Re: [RFC][PATCH] exec: Use init rlimits for setuid exec

From: Linus Torvalds
Date: Thu Jul 06 2017 - 12:34:21 EST

On Wed, Jul 5, 2017 at 9:32 PM, Kees Cook <keescook@xxxxxxxxxxxx> wrote:
> In an attempt to provide sensible rlimit defaults for setuid execs, this
> inherits the namespace's init rlimits:

Yeah, so I have to admit to hating this patch.

As already mentioned by others, it's not only not clear that we want
to do this on every setuid exec, it's also not clear that init is the
right source of limits, or even which limits we'd want to copy.

I can easily see init doing a rlimit for its own use, and then when it
goes through the fork/exec process does it set up some other rlimit
for what it is going to run. You'd presumably want that for any
non-system thing, so it's actually fairly natural to do it for system
things too, so it's not at all obvious that "init" itself would run
with some generic "system limits".

So to me this feels like a bad hack that was brought on by this
particular attack.

I'd much rather see something like

(a) minimal: just use our existing default stack (and stack _only_)
limit value for suid binaries that actually get extra permissions: {


(b) fancier: per-namespace defaults that can be explicitly set by
something, and enabled individually.


(c) perhaps encourage people to annotate their suid binaries with
initial resource requirements (and for stack, I mean the existing
GNU_STACK ELF annotation in particular).

For an example of (a), that existing _STK_LIM define is what the
kernel defaults to, and it's a 8MB stack. And looking at my Fedora
install, I see that the default user rlimit is 8MB for the stack.

Is that just coincidence, or is that just a sign of "nobody ever even
modifies the default value"? So (a) feels like "nobody really cares,
and 8MB is fine, and nobody even bothers changing it - just do the
minimal thing".

As to (b), we could just have that whole INIT_RLIMITS per-namespace,
but only enable the stack limit by default. But then system admins
could cvhange those limits and enable/disable individual rlimits to be
used by suid binaries. That feels like the "give the admin tools"

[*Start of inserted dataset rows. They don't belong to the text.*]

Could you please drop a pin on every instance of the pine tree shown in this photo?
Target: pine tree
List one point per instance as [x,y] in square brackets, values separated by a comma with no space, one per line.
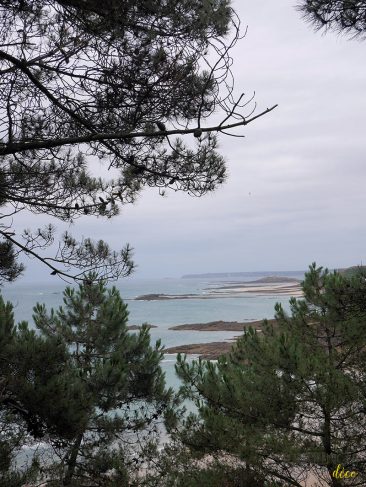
[291,399]
[343,16]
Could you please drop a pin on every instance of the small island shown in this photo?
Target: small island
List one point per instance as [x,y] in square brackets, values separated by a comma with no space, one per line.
[138,327]
[207,351]
[221,325]
[270,285]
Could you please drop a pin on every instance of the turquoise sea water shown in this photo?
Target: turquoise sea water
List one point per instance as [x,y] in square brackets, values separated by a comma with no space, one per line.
[162,313]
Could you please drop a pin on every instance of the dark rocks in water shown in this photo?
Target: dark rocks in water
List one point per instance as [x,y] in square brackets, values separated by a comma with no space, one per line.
[208,351]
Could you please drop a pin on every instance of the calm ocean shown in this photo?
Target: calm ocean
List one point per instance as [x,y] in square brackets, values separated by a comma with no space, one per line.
[163,313]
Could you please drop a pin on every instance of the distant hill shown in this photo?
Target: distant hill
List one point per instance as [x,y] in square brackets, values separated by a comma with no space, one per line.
[225,275]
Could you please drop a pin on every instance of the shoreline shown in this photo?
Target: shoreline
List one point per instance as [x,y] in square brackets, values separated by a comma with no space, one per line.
[213,350]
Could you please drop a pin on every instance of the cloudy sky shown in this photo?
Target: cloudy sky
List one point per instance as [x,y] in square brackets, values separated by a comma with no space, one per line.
[295,192]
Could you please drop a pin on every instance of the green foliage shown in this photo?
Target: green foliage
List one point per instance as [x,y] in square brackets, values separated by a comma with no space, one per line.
[84,80]
[84,384]
[292,398]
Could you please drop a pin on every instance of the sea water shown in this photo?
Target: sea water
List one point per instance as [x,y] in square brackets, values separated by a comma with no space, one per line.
[163,313]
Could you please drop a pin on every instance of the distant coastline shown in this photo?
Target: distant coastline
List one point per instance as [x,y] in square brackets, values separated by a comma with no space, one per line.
[269,285]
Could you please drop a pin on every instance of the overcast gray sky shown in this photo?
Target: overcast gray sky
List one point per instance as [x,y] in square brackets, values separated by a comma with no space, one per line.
[295,191]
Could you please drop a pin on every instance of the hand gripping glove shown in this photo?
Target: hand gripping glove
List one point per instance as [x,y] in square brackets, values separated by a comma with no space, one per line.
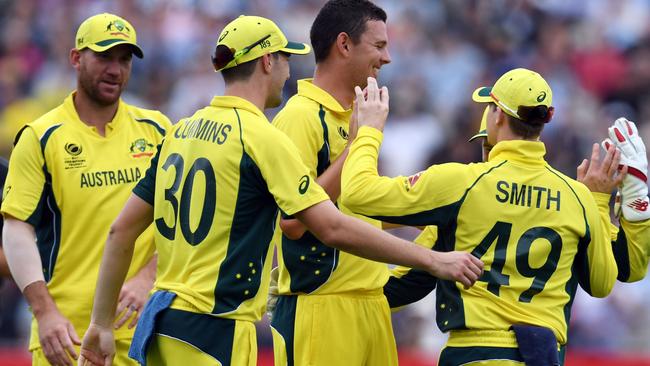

And (c) would be the sane option, and what we already do for things
like GNU_STACK to enable/disable executable stacks. It really feels
like allowing the GNU_STACK segment to contain stack rlimit override
information would be the perfect tool for binaries to say "Yeah, I
need more stack than _STK_LIM".

So I see many different approaches (that could be combined: I like
combining (a) and (c), for example), and absolutely none of them
involve the random "take some values from init".

And yes, a large part of this may be that I no longer feel like I can
trust "init" to do the sane thing. You all presumably know why.